Dihubungi secara terpisah, Manajer Pemasaran PT Taman Tirta Ruli, selaku pihak pengembang, mengatakan, lokasi perumahan di dalam informasi pemanfaatan ruang (IPR) yang dikeluarkan oleh Pemkab Malang, dalam hal ini pihak Cipta Karya, merupakan lahan kuning atau lahan untuk perumahan.
”Jadi, otomatis, kalau sudah ada IPR, sudah mengetahui kami kalau lahan itu boleh untuk perumahan. Jadi, bukan lahan sawah, bukan lahan industri, melainkan kawasan permukiman,” ujarnya.

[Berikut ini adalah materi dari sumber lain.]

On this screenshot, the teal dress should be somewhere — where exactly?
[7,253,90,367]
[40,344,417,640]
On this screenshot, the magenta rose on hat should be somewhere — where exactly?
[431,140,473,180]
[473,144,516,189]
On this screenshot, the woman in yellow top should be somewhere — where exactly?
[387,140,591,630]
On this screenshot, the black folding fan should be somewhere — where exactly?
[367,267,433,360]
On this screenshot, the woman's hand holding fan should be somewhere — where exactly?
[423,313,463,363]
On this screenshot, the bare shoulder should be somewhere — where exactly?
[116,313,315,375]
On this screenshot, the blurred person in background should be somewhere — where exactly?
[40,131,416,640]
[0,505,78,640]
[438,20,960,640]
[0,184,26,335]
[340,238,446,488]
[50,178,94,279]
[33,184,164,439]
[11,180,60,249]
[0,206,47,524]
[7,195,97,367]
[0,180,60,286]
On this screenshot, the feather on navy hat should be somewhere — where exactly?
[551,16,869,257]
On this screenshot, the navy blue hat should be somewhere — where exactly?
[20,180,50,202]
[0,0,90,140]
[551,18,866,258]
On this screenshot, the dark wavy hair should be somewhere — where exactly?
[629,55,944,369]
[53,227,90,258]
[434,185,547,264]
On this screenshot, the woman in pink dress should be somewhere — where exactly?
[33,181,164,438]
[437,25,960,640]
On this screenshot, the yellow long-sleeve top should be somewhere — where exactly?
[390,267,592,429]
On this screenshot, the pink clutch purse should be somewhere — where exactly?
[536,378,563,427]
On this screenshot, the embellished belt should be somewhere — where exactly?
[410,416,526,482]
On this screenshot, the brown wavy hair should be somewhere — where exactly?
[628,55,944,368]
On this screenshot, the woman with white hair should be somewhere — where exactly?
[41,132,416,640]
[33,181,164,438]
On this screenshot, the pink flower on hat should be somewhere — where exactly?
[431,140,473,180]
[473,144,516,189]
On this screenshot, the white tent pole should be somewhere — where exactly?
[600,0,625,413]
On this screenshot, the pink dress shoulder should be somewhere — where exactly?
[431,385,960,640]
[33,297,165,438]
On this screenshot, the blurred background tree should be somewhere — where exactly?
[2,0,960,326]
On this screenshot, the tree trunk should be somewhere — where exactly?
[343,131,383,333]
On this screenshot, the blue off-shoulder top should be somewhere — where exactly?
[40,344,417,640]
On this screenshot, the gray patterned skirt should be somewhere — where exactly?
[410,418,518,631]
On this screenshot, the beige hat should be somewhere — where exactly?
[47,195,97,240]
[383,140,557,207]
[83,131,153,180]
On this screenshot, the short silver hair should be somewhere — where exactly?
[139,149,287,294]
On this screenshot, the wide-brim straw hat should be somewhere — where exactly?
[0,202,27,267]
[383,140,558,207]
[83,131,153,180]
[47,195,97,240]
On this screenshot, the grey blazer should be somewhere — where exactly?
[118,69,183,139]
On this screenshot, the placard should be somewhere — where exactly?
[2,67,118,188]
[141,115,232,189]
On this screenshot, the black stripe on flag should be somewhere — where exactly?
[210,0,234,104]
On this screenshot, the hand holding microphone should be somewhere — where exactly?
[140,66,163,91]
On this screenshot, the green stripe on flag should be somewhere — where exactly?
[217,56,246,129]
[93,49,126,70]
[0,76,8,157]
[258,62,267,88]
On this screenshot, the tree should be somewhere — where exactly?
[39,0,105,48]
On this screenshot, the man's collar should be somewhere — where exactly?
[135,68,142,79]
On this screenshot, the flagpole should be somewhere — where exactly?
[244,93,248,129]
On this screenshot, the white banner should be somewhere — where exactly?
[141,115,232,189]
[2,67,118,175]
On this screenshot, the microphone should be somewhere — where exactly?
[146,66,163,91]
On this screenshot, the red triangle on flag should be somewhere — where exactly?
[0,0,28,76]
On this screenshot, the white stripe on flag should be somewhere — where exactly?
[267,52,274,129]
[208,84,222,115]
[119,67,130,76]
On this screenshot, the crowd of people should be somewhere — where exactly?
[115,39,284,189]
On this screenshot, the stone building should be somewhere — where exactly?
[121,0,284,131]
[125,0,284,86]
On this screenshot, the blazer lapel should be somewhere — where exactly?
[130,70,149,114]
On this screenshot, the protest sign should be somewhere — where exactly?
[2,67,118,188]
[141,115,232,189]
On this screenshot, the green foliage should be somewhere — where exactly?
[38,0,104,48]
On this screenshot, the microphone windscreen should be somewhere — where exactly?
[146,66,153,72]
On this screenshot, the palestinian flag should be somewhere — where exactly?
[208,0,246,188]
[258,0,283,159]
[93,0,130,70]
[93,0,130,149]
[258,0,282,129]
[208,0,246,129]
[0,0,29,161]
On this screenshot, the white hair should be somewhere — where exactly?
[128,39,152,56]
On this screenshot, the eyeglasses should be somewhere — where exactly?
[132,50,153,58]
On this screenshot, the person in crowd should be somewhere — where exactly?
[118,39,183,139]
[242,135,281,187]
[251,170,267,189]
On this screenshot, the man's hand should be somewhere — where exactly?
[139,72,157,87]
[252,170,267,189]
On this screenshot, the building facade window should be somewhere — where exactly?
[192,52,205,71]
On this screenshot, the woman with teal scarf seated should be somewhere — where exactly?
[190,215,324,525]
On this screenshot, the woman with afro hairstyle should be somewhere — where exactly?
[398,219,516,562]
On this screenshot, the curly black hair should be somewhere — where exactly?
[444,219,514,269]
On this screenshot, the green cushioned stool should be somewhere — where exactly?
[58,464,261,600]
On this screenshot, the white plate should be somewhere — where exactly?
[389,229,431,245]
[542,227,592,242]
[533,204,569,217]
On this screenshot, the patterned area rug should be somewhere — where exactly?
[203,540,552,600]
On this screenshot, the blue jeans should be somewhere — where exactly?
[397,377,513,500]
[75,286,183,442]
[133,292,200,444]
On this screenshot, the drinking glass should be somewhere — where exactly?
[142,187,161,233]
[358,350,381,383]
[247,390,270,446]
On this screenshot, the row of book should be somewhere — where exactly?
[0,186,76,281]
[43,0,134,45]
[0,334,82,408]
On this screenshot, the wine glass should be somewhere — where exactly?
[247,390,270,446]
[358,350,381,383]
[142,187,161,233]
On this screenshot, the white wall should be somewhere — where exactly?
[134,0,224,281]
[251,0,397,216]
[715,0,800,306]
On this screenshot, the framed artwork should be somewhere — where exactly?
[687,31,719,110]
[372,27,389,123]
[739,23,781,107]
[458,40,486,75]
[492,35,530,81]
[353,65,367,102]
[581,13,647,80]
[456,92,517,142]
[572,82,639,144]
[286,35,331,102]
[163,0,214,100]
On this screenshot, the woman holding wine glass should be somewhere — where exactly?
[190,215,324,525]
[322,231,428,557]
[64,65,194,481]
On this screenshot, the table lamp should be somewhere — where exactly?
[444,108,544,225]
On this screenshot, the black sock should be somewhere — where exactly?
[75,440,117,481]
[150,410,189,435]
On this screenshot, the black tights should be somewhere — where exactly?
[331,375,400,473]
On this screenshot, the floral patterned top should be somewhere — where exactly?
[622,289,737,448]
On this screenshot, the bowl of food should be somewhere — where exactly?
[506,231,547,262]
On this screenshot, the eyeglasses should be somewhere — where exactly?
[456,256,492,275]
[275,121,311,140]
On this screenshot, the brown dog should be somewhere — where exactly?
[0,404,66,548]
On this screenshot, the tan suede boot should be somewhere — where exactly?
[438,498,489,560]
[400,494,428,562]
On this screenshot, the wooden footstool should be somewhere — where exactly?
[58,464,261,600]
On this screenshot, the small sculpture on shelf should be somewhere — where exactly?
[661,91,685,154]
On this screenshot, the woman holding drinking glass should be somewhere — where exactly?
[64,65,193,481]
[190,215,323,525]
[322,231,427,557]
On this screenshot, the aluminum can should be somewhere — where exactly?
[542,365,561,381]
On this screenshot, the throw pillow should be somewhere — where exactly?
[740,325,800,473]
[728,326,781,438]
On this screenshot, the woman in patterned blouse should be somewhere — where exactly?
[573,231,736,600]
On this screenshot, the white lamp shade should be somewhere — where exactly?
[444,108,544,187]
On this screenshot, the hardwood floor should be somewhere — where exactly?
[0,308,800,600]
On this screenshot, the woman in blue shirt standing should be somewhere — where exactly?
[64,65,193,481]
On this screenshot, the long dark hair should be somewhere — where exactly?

Selanjutnya, menurut Ruli, pihaknya juga sudah melakukan pertimbangan teknis di BPN. BPN, kata Ruli, juga melihat bahwa lahan tersebut merupakan lahan permukiman sehingga akhirnya pertimbangan teknis untuk perumahan baru tersebut dikeluarkan.
”Selain itu, izin lokasi dari Pemkab juga sudah turun. Izin lokasi menyetujui kalau lokasi tersebut lahan permukiman. Secara otomatis dengan poin-poin tadi berarti bisa untuk perumahan. Kalau masalah IMB dan lainnya, semua masih proses. Jadi proses legalitasnya bertahap,” katanya.
Adapun rumah yang sudah terbangun, menurut Ruli itu adalah rumah contoh. Pengembang membutuhkan rumah contoh untuk berjualan.
Disinggung soal sumber air, Ruli mengatakan, pihaknya belum bisa fokus ke sana karena di lokasi tersebut juga ditemukan situs diduga benda cagar budaya. Saat ini situs itu tengah dalam proses ekskavasi oleh Balai Pelestarian Cagar Budaya (BPCB) Jawa Timur.
”Nanti kalau situsnya sudah jelas, bagaimana penetapannya (oleh BPCB) baru kita bicara soal sumber air. Sebab, di situ juga ada kepentingan negara tentang masalah situs. Berapa zonanya yang boleh menjadi perumahan, ya, nanti akan kami ikuti,” katanya.